The state's richest government pension goes to Dr. Alon P. Winnie, former chairman of anesthesiology at Cook County Hospital and the University of Illinois Medical Center at Chicago. Winnie, 77, has two pensions that total $447,233 a year. He has collected more than $3 million since retiring. He doesn't think that's excessive: "If you were with a good company, you'd have a helluva lot better benefits."

All together, the state and city pension funds are underfunded by an estimated $90 billion.

This year, Gov. Quinn plans to borrow $3.4 billion to cover the state's contributions to five pension funds covering university employees, state workers, judges, legislators and suburban and Downstate teachers. And Mayor Daley has given school officials permission to raise property taxes, in part to fund the city's pension plan for teachers.

Government workers contribute between 4 percent and 12 percent of their pay toward their pensions. The rest of the money comes from their employer -- the taxpayers -- and profits on investments. When government officials shortchange pension funds, there's less to invest.
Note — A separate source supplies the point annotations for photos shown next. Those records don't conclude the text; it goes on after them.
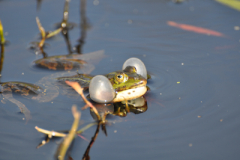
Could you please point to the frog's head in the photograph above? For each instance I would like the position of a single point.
(123, 85)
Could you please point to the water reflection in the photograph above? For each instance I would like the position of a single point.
(136, 106)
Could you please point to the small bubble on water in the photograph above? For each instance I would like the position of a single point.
(95, 2)
(191, 8)
(135, 11)
(236, 28)
(129, 21)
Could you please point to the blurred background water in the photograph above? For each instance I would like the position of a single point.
(193, 105)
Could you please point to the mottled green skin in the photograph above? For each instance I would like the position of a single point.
(134, 80)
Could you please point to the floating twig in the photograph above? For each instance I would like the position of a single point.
(44, 34)
(50, 133)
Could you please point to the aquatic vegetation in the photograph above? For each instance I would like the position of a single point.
(44, 34)
(72, 61)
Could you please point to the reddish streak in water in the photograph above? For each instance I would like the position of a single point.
(195, 29)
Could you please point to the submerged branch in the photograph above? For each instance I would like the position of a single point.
(2, 33)
(50, 133)
(69, 138)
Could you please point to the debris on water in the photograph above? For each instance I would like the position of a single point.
(129, 21)
(236, 28)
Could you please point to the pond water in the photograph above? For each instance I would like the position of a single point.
(193, 102)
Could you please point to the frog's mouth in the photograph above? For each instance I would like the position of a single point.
(137, 90)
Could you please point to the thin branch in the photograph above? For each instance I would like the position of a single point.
(69, 138)
(50, 133)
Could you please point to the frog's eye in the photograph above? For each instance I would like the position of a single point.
(137, 64)
(121, 77)
(101, 89)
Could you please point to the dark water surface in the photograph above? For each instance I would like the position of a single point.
(197, 118)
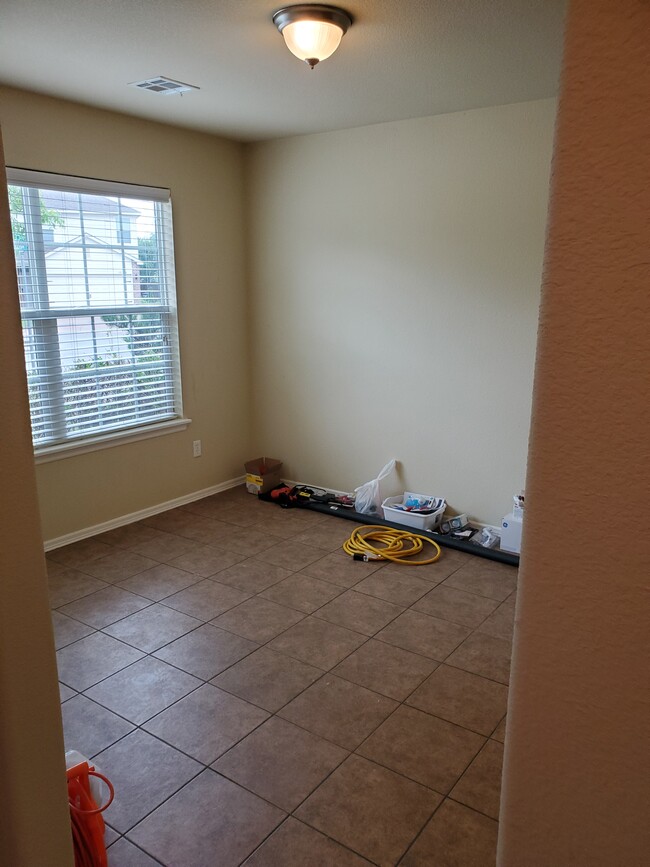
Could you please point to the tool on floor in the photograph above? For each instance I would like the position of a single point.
(87, 823)
(398, 546)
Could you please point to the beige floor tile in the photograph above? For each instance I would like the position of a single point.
(433, 573)
(455, 837)
(268, 679)
(340, 569)
(484, 655)
(302, 593)
(370, 809)
(462, 698)
(65, 585)
(206, 560)
(93, 658)
(105, 606)
(123, 853)
(153, 627)
(65, 693)
(206, 723)
(253, 576)
(499, 734)
(248, 541)
(172, 521)
(401, 588)
(480, 785)
(142, 690)
(165, 548)
(317, 642)
(290, 554)
(486, 578)
(383, 668)
(285, 523)
(280, 762)
(90, 728)
(421, 633)
(67, 630)
(144, 772)
(501, 623)
(207, 651)
(118, 566)
(215, 579)
(422, 747)
(329, 536)
(359, 612)
(79, 553)
(206, 600)
(298, 845)
(188, 830)
(258, 619)
(445, 602)
(159, 582)
(129, 535)
(340, 711)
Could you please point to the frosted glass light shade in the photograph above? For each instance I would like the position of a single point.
(315, 40)
(312, 31)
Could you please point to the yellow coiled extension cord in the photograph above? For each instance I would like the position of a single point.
(396, 545)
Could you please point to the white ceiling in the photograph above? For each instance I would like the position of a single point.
(400, 59)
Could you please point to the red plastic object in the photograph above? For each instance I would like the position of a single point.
(87, 822)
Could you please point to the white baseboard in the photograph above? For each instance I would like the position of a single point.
(123, 520)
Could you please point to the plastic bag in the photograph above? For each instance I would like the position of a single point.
(368, 498)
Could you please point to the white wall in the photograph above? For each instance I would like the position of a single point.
(395, 275)
(576, 770)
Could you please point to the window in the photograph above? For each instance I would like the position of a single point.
(98, 307)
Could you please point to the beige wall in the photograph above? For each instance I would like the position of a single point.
(576, 763)
(34, 818)
(395, 275)
(204, 174)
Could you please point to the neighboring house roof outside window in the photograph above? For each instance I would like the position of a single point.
(88, 240)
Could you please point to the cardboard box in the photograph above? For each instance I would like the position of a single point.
(262, 474)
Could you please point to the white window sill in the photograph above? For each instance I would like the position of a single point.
(107, 441)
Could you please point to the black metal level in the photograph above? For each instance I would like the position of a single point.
(444, 541)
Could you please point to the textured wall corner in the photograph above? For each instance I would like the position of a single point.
(574, 788)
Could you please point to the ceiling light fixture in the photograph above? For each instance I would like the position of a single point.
(311, 31)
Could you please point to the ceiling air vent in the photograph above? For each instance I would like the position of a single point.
(164, 86)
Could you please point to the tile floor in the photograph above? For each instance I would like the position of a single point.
(259, 698)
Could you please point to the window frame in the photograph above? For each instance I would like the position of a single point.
(171, 364)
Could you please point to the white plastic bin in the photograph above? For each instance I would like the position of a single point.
(413, 519)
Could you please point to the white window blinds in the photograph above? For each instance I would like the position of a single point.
(95, 265)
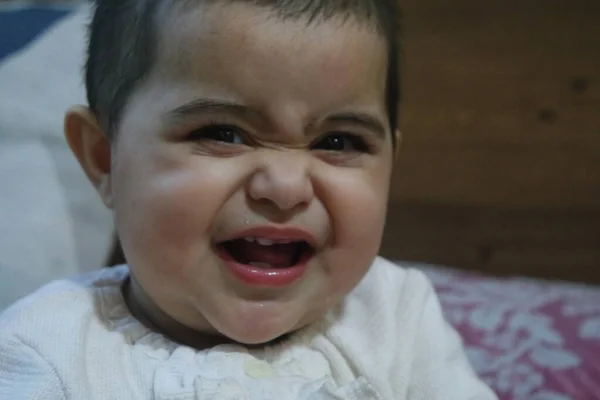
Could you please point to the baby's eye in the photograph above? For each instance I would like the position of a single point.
(341, 142)
(220, 133)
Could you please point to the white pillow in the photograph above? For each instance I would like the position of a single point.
(52, 223)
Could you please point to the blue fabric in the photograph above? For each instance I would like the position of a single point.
(20, 26)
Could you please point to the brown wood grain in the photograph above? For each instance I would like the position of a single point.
(547, 243)
(502, 103)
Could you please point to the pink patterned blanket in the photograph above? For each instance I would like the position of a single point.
(529, 339)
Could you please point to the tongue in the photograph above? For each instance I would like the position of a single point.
(276, 255)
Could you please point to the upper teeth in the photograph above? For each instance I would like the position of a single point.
(265, 241)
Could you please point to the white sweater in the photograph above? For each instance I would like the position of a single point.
(76, 339)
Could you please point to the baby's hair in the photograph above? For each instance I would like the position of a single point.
(123, 41)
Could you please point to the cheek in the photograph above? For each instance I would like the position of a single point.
(164, 215)
(357, 207)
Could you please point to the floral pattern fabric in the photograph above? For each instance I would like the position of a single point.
(528, 339)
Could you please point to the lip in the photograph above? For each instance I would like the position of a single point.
(269, 277)
(277, 234)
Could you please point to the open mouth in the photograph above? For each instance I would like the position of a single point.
(266, 253)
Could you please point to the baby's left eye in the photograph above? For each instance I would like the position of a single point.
(341, 142)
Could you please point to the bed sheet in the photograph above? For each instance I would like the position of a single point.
(528, 339)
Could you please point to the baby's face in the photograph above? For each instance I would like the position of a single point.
(253, 130)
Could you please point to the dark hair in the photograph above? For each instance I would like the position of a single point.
(123, 37)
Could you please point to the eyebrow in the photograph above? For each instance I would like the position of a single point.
(204, 106)
(367, 121)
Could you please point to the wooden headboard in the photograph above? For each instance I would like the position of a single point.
(500, 167)
(500, 170)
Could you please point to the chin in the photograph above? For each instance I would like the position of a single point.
(258, 324)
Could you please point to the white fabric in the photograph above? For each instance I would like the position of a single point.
(76, 339)
(51, 220)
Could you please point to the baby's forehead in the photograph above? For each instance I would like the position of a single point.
(188, 31)
(291, 72)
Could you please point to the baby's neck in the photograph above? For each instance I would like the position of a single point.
(161, 323)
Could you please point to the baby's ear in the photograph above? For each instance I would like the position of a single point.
(92, 148)
(398, 141)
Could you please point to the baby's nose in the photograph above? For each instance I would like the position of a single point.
(284, 180)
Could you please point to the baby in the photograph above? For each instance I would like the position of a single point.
(246, 149)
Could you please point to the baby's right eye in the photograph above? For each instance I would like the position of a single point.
(221, 133)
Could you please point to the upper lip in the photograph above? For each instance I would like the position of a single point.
(276, 234)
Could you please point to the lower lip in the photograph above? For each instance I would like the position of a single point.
(273, 277)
Political insiders have made millions handling investments for public pension funds. Among them: Republican power broker William F. Cellini and his children, who handled investments for the suburban and Downstate teachers fund. Cellini is awaiting trial on corruption charges involving the teacher pension fund. And Daley's nephew Robert Vanecko is under investigation by a federal grand jury looking into how his company won $68 million in business from five city pension funds.

Quinn is among politicians and civic leaders calling for Illinois legislators to reform all government pension plans -- including one that gives legislators one of the richest retirement deals. Because the state constitution forbids legislators from reducing pension benefits for employees or retirees, they've suggested setting up less generous retirement benefits for new hires.

Among those calling for change is former Gov. Jim Edgar, who helped shortchange the state pension funds to balance the state budget.

"Some of these things they've put in place are expensive, and government can't afford them,'' said Edgar, whose annual pension is $127,111 and who has collected nearly $1 million in pension benefits.

"We cannot go on with our pensions and not put money aside. The big problem is we just never put the money aside that we should have."